Otobi
- Type: Private
- Industry: Furniture
- Founded: 1975
- Headquarters: Dhaka
- Key people: Nitun Kundu
- Products: Furniture
- Number of employees: 1500
- Website: www.otobi.com

= Otobi =

Bangladeshi furniture manufacturer

Otobi is a Bangladesh-based furniture manufacturer and retailer. The company was established in 1975 by Nitun Kundu. Its Managing Director is Animesh Kundu who is the son of Nitun Kundu. Otobi manufactures both Home and Office furniture. Otobi sells its product locally in Bangladesh and exports to India too in a small volume.

In mid 2006, Engr. Sabbir Hasan Nasir joined the company as CEO. Bidyut Kumar Basu was made the CEO of the company in 2015. Mr.
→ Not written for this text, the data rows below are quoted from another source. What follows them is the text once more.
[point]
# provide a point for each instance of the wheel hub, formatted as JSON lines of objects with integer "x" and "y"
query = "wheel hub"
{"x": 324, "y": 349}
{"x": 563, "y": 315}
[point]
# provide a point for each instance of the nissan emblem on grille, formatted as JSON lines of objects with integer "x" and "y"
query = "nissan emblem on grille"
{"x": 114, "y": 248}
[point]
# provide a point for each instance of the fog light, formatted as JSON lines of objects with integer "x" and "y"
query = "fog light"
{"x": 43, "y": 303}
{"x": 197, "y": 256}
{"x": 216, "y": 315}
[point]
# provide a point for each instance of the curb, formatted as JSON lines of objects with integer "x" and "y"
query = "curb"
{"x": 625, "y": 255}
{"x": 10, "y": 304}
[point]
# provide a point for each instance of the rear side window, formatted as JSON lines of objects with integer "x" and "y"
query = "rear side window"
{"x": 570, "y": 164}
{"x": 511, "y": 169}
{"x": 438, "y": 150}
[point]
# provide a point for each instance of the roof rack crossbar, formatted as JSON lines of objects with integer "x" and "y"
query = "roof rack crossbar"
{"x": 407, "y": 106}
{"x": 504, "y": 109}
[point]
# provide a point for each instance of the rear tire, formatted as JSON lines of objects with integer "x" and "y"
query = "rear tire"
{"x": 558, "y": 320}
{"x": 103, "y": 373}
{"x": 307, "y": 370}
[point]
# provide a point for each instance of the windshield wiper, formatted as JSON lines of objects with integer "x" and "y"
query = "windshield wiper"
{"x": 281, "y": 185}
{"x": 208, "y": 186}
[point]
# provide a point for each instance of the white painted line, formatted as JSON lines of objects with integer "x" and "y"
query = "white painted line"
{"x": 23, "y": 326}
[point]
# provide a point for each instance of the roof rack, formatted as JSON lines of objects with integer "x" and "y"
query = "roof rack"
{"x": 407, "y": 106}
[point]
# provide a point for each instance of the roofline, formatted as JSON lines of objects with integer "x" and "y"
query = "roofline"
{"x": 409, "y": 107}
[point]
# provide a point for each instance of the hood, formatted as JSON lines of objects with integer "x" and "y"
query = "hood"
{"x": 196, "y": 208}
Sudipta Goswami took over as Chief Executive Officer in 2018 and currently, Mr Arfin Ali, FCA holds the CEO position.

At present, the Senior Operational Managements of OTOBI Ltd are as follows:

Managing Director: Animesh Kundu

Head of Business: Ahammed Shukairy

Head of Plants: Engr. Md Rubel Rana, ME, BUET

Head of I&D: Engr. Mizanur Rahman

Otobi is also the parent company of Quantum Power Systems Ltd.